Pronto estaría allí la joven. Sería mejor tener un plan. Ponerse debajo era lo más seguro. Era bastante gordo, francamente, y no quería que nadie saliera herido. Si en vez de ello pudiera yacer en la cama con Fátima, que era tan mimosa como él, ¡y que le frotara los pies!
¡Los pies! En un acto reflejo, dobló las rodillas ligeramente bajo la colcha. La tradición ancestral estaba muy bien, pero el sultán Mahmut II no tenía ninguna intención de dejar que cualquier fragante muchacha circasiana levantara las sábanas y empezara a arrastrarse hacia él desde los pies de su cama.
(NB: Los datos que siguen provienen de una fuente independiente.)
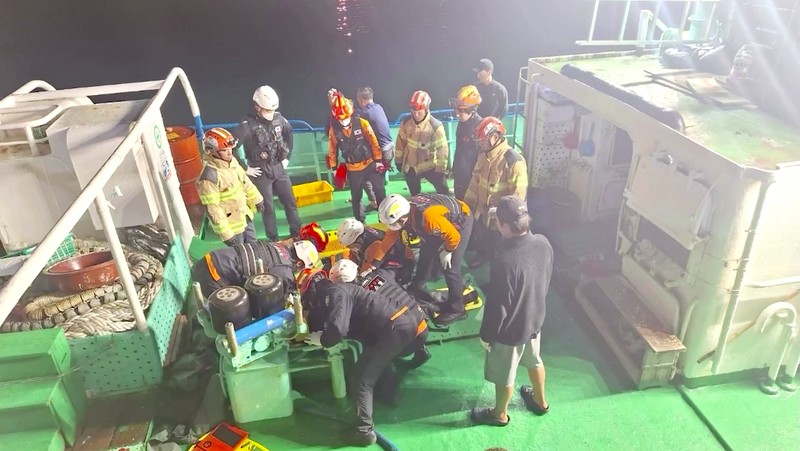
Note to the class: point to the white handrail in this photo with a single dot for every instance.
(16, 286)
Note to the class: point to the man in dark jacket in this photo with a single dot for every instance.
(493, 94)
(268, 142)
(384, 325)
(514, 312)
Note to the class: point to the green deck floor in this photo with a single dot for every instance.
(593, 405)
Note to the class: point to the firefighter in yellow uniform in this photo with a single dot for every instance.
(421, 151)
(500, 171)
(230, 197)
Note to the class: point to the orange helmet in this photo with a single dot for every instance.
(420, 100)
(308, 275)
(316, 234)
(468, 97)
(487, 127)
(341, 108)
(218, 138)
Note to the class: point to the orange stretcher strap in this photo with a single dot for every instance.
(398, 313)
(421, 327)
(212, 269)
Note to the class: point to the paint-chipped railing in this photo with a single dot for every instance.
(149, 129)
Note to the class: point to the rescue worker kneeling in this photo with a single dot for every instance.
(386, 327)
(363, 242)
(234, 265)
(444, 225)
(381, 281)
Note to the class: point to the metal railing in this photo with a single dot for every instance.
(148, 129)
(650, 20)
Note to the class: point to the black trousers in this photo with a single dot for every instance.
(429, 257)
(248, 236)
(374, 367)
(275, 181)
(357, 180)
(437, 179)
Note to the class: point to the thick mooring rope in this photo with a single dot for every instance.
(109, 318)
(99, 311)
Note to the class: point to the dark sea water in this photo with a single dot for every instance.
(300, 47)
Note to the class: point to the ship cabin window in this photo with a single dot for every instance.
(665, 243)
(622, 151)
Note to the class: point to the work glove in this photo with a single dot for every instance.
(446, 258)
(493, 214)
(314, 339)
(367, 271)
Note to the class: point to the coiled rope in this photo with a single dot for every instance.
(99, 311)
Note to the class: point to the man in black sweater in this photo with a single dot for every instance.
(514, 313)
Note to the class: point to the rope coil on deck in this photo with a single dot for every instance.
(97, 311)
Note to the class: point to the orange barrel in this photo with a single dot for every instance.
(187, 160)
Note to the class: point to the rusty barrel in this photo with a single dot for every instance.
(187, 160)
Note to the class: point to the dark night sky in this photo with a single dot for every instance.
(228, 48)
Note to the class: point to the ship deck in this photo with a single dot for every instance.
(594, 405)
(715, 117)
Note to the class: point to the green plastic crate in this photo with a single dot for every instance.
(64, 251)
(37, 353)
(38, 404)
(39, 440)
(132, 361)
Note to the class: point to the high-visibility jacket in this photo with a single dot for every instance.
(431, 216)
(422, 146)
(229, 196)
(499, 172)
(357, 144)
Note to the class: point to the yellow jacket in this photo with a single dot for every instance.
(499, 172)
(422, 146)
(229, 196)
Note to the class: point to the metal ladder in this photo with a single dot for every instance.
(649, 20)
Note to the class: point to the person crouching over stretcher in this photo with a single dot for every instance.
(382, 282)
(363, 243)
(234, 265)
(385, 326)
(444, 225)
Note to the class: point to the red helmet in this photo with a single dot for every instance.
(316, 234)
(420, 100)
(218, 138)
(341, 108)
(487, 127)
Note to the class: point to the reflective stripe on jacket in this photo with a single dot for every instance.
(498, 172)
(422, 146)
(229, 196)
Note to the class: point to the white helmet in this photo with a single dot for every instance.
(343, 271)
(392, 209)
(307, 252)
(349, 231)
(266, 98)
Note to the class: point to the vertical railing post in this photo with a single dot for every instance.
(119, 258)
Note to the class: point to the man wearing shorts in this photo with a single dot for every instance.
(514, 313)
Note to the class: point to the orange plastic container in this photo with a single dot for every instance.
(187, 160)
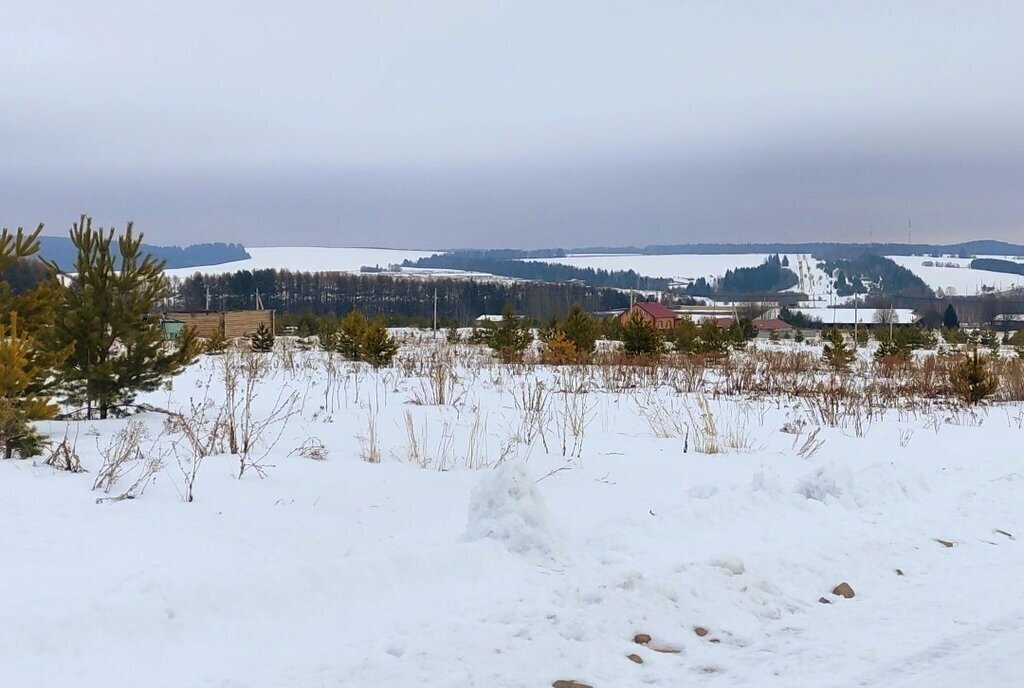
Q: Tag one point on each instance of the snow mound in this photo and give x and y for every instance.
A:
(876, 485)
(507, 507)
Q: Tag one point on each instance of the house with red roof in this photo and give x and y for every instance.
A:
(659, 317)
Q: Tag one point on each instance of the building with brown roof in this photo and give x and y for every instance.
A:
(654, 313)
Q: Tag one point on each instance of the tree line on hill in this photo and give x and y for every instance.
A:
(997, 265)
(822, 249)
(401, 300)
(771, 275)
(526, 269)
(872, 273)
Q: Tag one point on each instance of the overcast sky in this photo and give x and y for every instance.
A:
(485, 123)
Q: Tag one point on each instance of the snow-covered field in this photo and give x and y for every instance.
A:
(682, 267)
(962, 280)
(685, 267)
(521, 533)
(323, 259)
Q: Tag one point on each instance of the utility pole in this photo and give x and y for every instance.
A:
(855, 318)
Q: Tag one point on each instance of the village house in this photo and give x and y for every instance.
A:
(230, 324)
(764, 326)
(655, 314)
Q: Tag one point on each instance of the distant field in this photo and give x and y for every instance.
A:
(681, 267)
(963, 280)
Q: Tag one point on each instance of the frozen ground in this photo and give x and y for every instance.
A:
(685, 267)
(961, 280)
(326, 259)
(516, 565)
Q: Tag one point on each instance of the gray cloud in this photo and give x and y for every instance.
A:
(514, 123)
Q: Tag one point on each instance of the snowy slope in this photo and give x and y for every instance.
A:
(685, 267)
(961, 280)
(344, 572)
(313, 259)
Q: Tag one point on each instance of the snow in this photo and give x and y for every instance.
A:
(324, 259)
(506, 506)
(848, 314)
(479, 560)
(962, 280)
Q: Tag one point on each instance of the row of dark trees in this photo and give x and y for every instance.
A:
(526, 269)
(771, 275)
(401, 300)
(85, 337)
(870, 272)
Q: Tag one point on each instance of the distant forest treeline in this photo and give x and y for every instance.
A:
(400, 300)
(771, 275)
(475, 261)
(996, 265)
(817, 249)
(876, 274)
(59, 250)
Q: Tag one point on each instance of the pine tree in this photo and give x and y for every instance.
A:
(559, 350)
(377, 347)
(510, 338)
(107, 319)
(835, 349)
(581, 329)
(261, 341)
(639, 338)
(29, 356)
(949, 318)
(972, 380)
(351, 330)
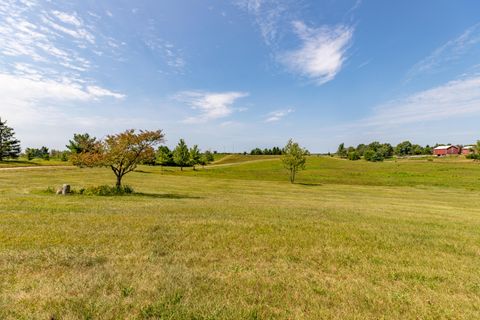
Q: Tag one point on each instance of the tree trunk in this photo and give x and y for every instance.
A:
(119, 182)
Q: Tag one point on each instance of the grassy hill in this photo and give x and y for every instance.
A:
(351, 240)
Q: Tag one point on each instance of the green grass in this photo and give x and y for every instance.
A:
(31, 163)
(238, 158)
(448, 172)
(355, 240)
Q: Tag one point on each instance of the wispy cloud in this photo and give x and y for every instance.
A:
(449, 53)
(172, 56)
(209, 105)
(45, 72)
(277, 115)
(268, 16)
(322, 53)
(453, 99)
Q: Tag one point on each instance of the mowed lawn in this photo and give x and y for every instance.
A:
(351, 240)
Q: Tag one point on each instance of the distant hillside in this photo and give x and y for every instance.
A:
(238, 158)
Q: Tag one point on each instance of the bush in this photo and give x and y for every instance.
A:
(106, 191)
(353, 156)
(473, 156)
(373, 156)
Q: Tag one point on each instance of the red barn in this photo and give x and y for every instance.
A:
(467, 150)
(446, 150)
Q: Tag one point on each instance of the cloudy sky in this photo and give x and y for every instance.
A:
(234, 75)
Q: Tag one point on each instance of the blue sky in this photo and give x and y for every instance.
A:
(234, 75)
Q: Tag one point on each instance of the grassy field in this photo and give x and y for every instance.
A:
(351, 240)
(31, 163)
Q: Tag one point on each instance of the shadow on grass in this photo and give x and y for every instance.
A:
(312, 184)
(165, 195)
(19, 162)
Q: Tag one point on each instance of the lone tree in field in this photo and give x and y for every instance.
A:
(81, 143)
(195, 156)
(294, 158)
(121, 152)
(181, 155)
(9, 146)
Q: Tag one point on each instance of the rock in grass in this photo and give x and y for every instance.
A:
(64, 190)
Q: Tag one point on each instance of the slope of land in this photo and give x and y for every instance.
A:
(352, 240)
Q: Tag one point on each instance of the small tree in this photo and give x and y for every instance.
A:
(181, 155)
(294, 158)
(164, 156)
(81, 143)
(9, 146)
(341, 151)
(353, 156)
(194, 156)
(209, 156)
(121, 152)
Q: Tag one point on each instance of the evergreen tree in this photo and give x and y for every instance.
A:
(294, 158)
(181, 155)
(194, 156)
(9, 146)
(164, 156)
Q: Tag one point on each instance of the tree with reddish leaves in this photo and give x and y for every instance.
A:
(121, 152)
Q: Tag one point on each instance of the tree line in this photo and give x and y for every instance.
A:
(267, 151)
(376, 151)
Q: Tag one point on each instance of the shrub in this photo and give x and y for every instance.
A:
(353, 156)
(373, 156)
(106, 190)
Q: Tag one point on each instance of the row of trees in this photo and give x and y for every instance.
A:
(9, 145)
(266, 151)
(182, 156)
(123, 152)
(377, 151)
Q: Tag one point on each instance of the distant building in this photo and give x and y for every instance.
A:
(446, 150)
(468, 150)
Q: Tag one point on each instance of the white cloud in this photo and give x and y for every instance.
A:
(322, 53)
(448, 53)
(269, 16)
(67, 18)
(209, 105)
(453, 99)
(99, 92)
(277, 115)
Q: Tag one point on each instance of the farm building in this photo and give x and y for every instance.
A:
(468, 149)
(446, 150)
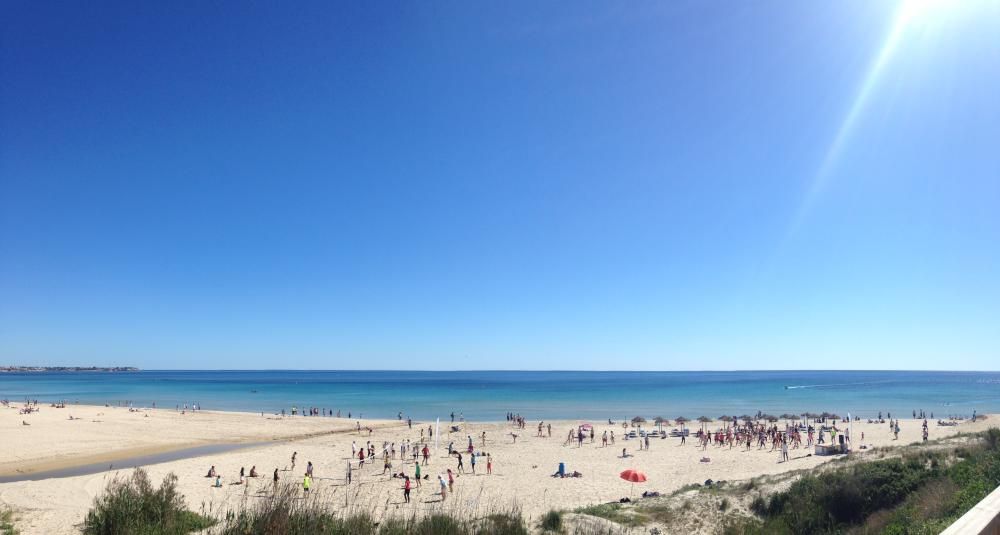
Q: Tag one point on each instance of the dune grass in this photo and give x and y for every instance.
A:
(132, 506)
(287, 514)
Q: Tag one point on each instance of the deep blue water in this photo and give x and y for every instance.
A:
(488, 395)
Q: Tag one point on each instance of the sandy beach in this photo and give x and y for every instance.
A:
(521, 476)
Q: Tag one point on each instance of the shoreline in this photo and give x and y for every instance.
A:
(522, 466)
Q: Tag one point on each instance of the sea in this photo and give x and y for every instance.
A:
(536, 395)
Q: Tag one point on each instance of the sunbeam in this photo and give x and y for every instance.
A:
(907, 12)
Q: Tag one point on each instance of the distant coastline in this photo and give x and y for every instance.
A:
(15, 369)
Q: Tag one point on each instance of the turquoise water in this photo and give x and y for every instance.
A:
(488, 395)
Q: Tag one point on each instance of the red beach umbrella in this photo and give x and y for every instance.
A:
(633, 476)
Oyó un alboroto en el corredor, afuera. Un sentido del deber le hizo incorporarse apoyándose en un codo, recomponiendo sus rasgos en una especie de sonrisa de bienvenida. Pudo oír unos susurros. ¿Los nervios del último momento, quizás? ¿La esclava anonadada que de repente se mostraba resistente? Bien, no era probable. Había llegado hasta aquí: casi al momento para el que había sido entrenada, el acontecimiento por el que había dado toda su vida. Una riña por celos era lo más probable: ¡Esas perlas son mías!
Se abrió la puerta. Pero no era una esclava llena de pulseras, de caderas balanceantes y pechos llenos la que entró. Era un anciano de coloreadas mejillas y gruesa cintura que se inclinó y rápidamente penetró en la habitación, descalzo. Captando una mirada de su amo, cayó de rodillas, comenzó a arrastrarse hasta llegar al borde de la cama y se postró en el suelo. Se quedó allí, mudo y tembloroso, como un gran montón de gelatina.